Гуси – лебеди

Олег сидел на подоконнике, курил и размышлял, глядя на дым сигареты, которой улетал в длинный коридор общежития через открытую дверь комнаты, где сквозняк тянул его струйку через лестничную площадку на сырые питерские улицы. Кто-то, проходя по коридору, задел дверь, она распахнулась полностью, обнажив убежище студента со всей его незатейливостью. Прошло минут двадцать. Олег продолжал курить, тупо рассматривая огонёк очередной сигареты, на которую долго выдыхал затяжку. Люди двигались по коридору, всем было наплевать на открытую настежь дверь, так же как и на жильца этой комнаты, так же как и на сотни других открытых дверей и сотни судеб за ними. Люди заходили в такие же крохотные комнатушки, что говорится, забивались по углам, забывали или просто не хотели закрыть за собою двери, садились, курили и молчали. Им было всё равно, что творится вокруг, открыта или закрыта дверь – без разницы.

Олег не скучал, не изнывал от безделья, не отдыхал от учёбы, не ленился. Он просто сидел и размышлял о странном безразличии к жизни.

-Что такое здоровый эгоизм? Почему нам так навязывают эту идею? Вокруг столько людей, пятый год вместе учимся, живём можно сказать, одной семьёй, а всё равно чужие. В самом начале учёбы и знакомства всё было иначе, был какой-то интерес, любопытство, желание узнать однокурсников поближе. Теперь всё наоборот, некоторых лучше бы и не знать, многие стали чужими. Впрочем, почему стали, они и были чужаками. И вообще, какая-то всеобщая тоска, уныние овладевает. Это и понятно – четвёртый, пятый курс. Этажом ниже первый, второй курс, вот там жизнь кипит, бьёт ключом, со всеми вытекающими отсюда последствиями. Что радует молодых студентов? Северная столица полна неожиданных открытий – новые впечатления, знакомства, да и вообще, новая жизнь. Для них такая жизнь – сплошной праздник. – Олег прислушался: веселье первокурсников долетало через открытую лестничную площадку, как и полагается в это время.

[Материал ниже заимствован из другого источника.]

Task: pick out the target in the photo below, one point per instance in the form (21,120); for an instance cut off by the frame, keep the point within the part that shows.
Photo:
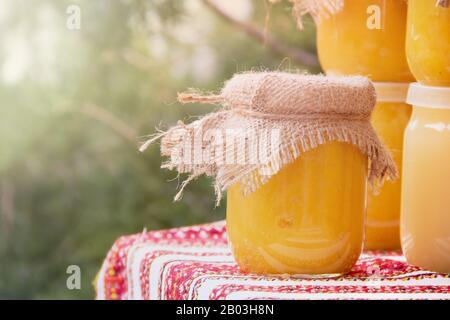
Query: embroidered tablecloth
(196,263)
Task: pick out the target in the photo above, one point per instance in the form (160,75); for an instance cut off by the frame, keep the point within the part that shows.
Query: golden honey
(366,38)
(390,118)
(428,42)
(425,216)
(308,218)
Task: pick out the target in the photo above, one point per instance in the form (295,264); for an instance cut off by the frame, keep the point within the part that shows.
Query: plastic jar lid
(429,97)
(391,91)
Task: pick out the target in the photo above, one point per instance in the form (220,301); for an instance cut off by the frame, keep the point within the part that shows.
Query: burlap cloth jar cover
(304,111)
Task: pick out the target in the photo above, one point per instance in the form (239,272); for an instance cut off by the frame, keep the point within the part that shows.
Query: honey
(367,37)
(390,118)
(309,217)
(428,42)
(425,216)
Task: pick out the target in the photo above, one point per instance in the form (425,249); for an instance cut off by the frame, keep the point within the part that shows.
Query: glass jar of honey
(294,152)
(425,216)
(428,41)
(390,118)
(367,37)
(308,219)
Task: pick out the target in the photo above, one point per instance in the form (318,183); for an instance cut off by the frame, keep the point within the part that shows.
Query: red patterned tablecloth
(196,263)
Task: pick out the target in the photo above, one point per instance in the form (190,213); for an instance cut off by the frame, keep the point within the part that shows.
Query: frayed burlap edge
(299,136)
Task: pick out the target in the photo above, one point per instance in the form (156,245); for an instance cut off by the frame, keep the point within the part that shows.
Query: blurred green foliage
(73,106)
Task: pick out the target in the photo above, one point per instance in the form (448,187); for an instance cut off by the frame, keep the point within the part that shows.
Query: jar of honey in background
(309,217)
(425,216)
(428,41)
(390,118)
(367,37)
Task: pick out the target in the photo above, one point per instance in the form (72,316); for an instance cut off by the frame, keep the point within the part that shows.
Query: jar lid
(391,91)
(429,97)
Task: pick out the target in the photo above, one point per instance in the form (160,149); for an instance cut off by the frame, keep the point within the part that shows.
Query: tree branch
(298,55)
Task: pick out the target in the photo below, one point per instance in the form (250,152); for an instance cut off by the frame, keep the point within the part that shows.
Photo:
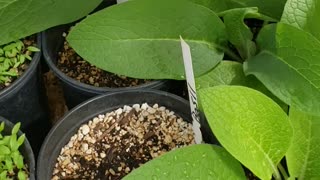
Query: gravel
(111,145)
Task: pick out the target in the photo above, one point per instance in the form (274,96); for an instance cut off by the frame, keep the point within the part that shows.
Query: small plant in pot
(231,62)
(112,134)
(16,156)
(21,88)
(82,79)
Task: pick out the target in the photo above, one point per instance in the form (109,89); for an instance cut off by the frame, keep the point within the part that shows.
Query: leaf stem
(231,54)
(276,175)
(283,171)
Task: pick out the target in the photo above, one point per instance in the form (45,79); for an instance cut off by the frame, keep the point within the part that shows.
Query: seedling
(12,56)
(280,59)
(12,164)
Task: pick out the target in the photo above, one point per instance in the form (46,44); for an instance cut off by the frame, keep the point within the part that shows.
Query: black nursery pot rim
(56,146)
(26,145)
(87,87)
(20,81)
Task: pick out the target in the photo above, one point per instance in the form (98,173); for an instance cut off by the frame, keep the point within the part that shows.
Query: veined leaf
(303,156)
(231,73)
(289,66)
(215,5)
(140,39)
(225,73)
(4,150)
(238,32)
(201,161)
(21,18)
(271,8)
(251,126)
(303,14)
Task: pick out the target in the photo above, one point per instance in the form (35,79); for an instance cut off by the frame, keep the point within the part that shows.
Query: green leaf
(251,126)
(215,5)
(21,18)
(13,142)
(146,44)
(16,128)
(201,161)
(271,8)
(238,32)
(3,175)
(225,73)
(1,127)
(33,49)
(231,73)
(303,156)
(4,150)
(289,66)
(21,139)
(8,164)
(18,160)
(22,175)
(303,14)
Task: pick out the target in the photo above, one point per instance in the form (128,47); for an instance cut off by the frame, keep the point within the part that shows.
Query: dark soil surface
(56,101)
(28,41)
(77,68)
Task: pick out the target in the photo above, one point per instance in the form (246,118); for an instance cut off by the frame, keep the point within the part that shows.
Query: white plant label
(187,59)
(121,1)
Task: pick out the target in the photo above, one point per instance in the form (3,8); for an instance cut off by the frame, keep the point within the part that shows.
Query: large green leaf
(141,38)
(238,32)
(271,8)
(303,156)
(251,126)
(289,66)
(231,73)
(201,161)
(21,18)
(215,5)
(303,14)
(226,73)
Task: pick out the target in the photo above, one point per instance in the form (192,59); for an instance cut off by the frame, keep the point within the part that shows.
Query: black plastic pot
(25,101)
(61,133)
(25,148)
(76,92)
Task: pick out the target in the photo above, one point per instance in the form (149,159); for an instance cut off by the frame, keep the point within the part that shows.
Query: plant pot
(25,101)
(25,148)
(69,124)
(76,92)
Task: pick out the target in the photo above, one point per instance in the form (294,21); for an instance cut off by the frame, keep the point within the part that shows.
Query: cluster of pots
(25,101)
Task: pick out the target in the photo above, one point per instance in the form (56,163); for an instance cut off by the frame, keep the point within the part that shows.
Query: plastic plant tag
(191,90)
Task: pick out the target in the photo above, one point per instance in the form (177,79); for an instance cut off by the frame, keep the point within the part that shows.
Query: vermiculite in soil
(112,145)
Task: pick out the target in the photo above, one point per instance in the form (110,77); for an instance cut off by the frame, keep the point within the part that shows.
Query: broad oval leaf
(251,126)
(202,161)
(303,14)
(21,18)
(231,73)
(140,39)
(215,5)
(225,73)
(16,128)
(271,8)
(4,150)
(303,156)
(289,66)
(238,32)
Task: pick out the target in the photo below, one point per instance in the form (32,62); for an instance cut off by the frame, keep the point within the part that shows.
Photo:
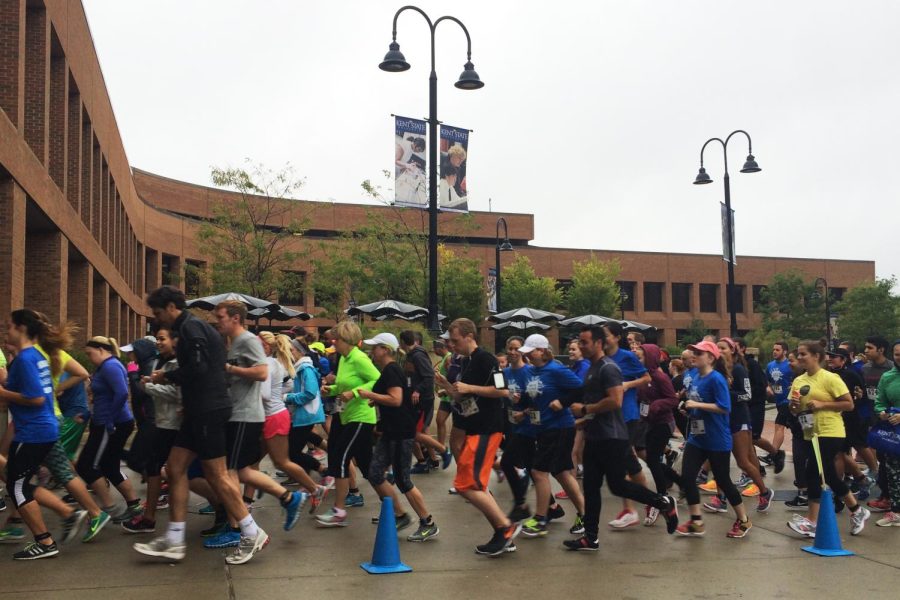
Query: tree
(869,309)
(594,289)
(522,287)
(793,306)
(250,235)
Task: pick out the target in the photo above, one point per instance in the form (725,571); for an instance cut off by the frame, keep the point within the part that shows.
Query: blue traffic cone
(386,554)
(828,540)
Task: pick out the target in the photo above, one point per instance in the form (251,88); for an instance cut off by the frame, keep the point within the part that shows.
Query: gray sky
(591,112)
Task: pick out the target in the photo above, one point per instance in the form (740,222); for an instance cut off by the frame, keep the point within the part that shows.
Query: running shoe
(858,520)
(715,504)
(799,502)
(446,458)
(72,524)
(315,499)
(739,529)
(226,539)
(751,491)
(519,514)
(293,508)
(582,544)
(625,519)
(879,505)
(803,526)
(35,551)
(248,547)
(424,533)
(534,528)
(95,525)
(709,487)
(139,524)
(577,527)
(500,542)
(332,519)
(555,513)
(162,547)
(890,519)
(691,529)
(778,461)
(764,502)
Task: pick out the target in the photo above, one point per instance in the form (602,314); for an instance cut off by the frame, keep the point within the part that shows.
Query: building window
(653,296)
(757,297)
(681,297)
(626,294)
(738,294)
(709,297)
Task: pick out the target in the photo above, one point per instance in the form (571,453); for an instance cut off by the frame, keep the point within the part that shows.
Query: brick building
(85,235)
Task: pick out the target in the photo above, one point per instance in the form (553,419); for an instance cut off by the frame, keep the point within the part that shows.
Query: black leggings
(830,448)
(657,440)
(608,457)
(720,461)
(102,454)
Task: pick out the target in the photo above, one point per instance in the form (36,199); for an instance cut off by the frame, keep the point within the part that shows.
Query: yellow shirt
(824,386)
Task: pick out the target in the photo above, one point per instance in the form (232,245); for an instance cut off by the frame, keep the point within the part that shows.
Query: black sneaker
(582,544)
(519,514)
(34,551)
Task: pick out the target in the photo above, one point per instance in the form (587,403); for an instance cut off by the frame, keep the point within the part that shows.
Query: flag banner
(452,190)
(410,179)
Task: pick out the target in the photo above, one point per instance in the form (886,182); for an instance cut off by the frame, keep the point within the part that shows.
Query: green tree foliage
(521,287)
(869,309)
(250,233)
(594,289)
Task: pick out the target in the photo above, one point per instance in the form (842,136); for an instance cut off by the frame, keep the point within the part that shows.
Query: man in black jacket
(207,407)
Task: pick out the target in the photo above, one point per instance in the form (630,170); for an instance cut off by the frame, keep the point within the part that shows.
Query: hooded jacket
(659,393)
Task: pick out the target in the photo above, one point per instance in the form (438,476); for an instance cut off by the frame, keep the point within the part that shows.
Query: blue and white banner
(410,172)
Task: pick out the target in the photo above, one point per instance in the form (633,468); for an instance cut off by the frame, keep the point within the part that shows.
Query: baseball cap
(384,339)
(535,341)
(705,346)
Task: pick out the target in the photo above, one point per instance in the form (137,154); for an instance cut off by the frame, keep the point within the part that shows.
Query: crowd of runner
(202,405)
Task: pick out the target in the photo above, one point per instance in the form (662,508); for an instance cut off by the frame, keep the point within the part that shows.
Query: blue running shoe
(229,539)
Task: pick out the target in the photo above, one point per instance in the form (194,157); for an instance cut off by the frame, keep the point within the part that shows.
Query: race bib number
(698,427)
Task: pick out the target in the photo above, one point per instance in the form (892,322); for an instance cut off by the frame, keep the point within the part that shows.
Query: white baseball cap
(384,339)
(535,341)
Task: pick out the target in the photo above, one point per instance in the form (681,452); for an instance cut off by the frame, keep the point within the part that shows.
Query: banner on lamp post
(410,172)
(453,193)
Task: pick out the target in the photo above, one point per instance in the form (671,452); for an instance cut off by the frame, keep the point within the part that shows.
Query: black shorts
(204,434)
(244,444)
(757,418)
(554,451)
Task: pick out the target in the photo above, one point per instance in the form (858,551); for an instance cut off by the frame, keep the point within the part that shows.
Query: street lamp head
(394,61)
(702,177)
(469,79)
(750,165)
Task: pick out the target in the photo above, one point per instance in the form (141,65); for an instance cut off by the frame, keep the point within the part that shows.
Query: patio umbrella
(525,314)
(210,302)
(392,308)
(585,320)
(522,325)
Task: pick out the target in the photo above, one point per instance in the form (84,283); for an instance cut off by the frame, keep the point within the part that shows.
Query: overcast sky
(592,112)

-Такое ощущение, что они и не учатся и не спят, этакое перманентное состояние разгула. Из общего праздничного фона отчётливее всего слышалась гитара и молодой звонкий голос. Олег насторожился, что-то непривычное, выходящее за рамки студенческих посиделок и бесшабашности первокурсников слышалось в этом пении.

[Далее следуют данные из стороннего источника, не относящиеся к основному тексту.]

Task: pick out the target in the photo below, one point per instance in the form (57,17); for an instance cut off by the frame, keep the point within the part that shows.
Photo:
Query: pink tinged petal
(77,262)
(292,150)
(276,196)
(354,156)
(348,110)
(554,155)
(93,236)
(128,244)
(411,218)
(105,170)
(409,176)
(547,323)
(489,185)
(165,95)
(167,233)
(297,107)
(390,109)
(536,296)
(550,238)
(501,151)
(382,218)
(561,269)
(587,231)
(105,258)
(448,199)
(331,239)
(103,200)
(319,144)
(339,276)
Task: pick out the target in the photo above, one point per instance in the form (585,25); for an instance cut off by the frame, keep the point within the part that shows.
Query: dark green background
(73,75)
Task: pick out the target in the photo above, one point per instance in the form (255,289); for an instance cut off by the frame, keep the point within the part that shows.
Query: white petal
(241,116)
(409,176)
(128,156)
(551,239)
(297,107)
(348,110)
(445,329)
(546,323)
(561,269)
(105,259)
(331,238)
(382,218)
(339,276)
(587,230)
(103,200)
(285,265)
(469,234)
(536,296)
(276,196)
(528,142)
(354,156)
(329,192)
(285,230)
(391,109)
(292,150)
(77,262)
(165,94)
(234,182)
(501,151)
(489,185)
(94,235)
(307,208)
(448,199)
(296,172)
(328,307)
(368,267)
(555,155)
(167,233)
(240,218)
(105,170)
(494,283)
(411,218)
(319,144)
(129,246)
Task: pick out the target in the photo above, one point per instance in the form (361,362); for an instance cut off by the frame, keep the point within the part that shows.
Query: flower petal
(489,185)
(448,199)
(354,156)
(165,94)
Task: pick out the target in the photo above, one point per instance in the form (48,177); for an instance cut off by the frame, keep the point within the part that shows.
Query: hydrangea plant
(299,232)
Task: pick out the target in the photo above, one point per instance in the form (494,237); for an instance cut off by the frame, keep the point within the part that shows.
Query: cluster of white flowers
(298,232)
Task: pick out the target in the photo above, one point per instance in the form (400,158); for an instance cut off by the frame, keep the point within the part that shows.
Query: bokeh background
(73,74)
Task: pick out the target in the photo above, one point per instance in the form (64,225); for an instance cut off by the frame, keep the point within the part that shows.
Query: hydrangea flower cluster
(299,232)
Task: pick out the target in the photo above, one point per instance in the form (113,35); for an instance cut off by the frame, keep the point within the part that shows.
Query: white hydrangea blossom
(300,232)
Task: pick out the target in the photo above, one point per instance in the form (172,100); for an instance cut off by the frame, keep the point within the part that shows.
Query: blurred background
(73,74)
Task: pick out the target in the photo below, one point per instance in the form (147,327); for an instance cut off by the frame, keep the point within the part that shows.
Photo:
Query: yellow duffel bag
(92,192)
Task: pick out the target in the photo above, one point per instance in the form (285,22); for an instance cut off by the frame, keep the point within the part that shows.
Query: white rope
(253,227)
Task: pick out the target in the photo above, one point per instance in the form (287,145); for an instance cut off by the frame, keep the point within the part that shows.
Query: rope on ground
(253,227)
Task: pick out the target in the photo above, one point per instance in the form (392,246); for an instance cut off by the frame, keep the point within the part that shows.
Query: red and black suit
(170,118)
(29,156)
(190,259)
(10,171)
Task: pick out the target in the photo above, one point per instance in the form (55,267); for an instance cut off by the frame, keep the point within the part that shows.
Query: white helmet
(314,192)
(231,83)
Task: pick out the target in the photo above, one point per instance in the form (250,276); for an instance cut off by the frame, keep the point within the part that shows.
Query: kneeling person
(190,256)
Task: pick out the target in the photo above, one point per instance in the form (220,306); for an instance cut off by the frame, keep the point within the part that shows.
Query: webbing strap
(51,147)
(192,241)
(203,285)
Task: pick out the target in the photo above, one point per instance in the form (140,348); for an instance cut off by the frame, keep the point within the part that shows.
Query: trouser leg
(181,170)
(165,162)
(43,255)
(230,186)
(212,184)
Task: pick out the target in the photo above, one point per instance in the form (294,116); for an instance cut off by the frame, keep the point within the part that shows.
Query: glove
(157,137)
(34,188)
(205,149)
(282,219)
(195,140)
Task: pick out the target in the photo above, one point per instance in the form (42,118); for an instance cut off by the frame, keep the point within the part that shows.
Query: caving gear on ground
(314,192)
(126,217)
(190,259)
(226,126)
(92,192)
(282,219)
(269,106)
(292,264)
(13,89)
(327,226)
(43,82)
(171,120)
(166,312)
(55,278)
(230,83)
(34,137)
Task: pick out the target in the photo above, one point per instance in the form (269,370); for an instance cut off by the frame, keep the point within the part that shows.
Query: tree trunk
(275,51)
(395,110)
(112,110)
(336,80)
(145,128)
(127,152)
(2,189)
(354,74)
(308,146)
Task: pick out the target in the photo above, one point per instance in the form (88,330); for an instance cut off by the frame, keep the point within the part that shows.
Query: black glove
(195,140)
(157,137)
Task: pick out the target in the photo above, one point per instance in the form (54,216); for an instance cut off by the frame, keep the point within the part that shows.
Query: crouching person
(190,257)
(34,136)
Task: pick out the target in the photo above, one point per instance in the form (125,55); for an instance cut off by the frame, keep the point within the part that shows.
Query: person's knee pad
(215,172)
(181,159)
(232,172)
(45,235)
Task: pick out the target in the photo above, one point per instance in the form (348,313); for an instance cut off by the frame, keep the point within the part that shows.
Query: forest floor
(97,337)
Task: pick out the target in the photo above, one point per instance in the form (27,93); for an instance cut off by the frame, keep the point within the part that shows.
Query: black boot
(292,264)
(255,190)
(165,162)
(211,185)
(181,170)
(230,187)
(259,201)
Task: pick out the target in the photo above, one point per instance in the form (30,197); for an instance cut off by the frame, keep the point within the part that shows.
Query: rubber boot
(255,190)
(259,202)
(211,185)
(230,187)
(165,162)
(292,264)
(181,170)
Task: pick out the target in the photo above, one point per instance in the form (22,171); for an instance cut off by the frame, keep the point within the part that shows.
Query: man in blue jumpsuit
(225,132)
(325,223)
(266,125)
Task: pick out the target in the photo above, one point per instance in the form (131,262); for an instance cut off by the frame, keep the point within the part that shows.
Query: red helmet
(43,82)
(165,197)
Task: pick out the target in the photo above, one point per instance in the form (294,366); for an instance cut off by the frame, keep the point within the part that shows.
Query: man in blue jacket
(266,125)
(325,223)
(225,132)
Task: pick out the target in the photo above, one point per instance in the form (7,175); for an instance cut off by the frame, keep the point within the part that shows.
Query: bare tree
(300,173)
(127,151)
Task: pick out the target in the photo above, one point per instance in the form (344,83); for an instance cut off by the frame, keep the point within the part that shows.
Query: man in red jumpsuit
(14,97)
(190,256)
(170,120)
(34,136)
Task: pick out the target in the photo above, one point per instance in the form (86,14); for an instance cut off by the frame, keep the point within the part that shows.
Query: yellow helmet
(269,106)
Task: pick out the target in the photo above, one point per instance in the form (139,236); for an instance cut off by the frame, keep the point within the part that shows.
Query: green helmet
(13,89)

-Что такое? Ну-ка, ну-ка? Не может быть – печаль? Что я слышу! Среди визга, хохота, звона бокалов и посуды, среди празднующих своё вступление в студенческое братство жизнелюбов, только что вернувшихся с колхозных работ, кто-то скучает? Не может быть! Олег даже вышел на лестничную площадку. Гитара опять зазвенела и высокий голос с резковатым тембром нарисовал очередную печальную картинку:

Исчезло детство, вспыхнув парусами.

Я верю в то, что встретимся опять.

Друзей не надо, не надо забывать,

Друзья всегда останутся друзьями.

Налей стакан и осуши до дна.

Спроси про жизнь, которую забыли.

Поёт душа, пока дрожит струна

Святого чувства, что мы сохранили.

А жизнь вперёд летит- не удержать.

Куда вдруг занесёт, не знаем сами.

Друг друга будем только вспоминать,

Но навсегда останемся друзьями.

Держи в объятьях друга, старина,

Ищи забытой юности приметы.

Поёт душа, пока дрожит струна.

Старей вино, скорей сердца согреты.

Слеза скупая слишком солена,

Смахни её, никто и не заметит.

Поёт душа, пока дрожит струна.

А за ушедших друг всегда ответит.

Мы встретимся и песню запоём,

Ту старую, забытую, простую.

Опять все вместе за большим столом

Мы вспомним жизнь весёлую шальную.

Я верю в то, что встретимся опять.

Мечты вернутся детства кораблями.

Друзей не надо, не надо забывать,

Друзья всегда останутся друзьями.

Олег зашагал по ступенькам вниз, можно сказать, спустился с небес созерцания пятикурсника до обыденной тоски одинокой души первокурсника и встал у открытой двери, облокотившись о косяк.

-Привет!

-Привет!

-Поёшь?

-А что, нельзя? Делать всё равно нечего.

-А ты не сиди один, пойди к ребятам. Вон у них как весело! Постой, постой! Мне кажется, я тебя где-то раньше встречал.

-Да, да. И я тебя знаю.

-Точно! Земеля! А я смотрю! Ты же из моего города. Я сам недавно в Питер вернулся, картошку ездил матери копать. Ох, хорошо дома! Да что там, тебе сейчас всё равно. Перед тобой новая жизнь, новые, так сказать, горизонты.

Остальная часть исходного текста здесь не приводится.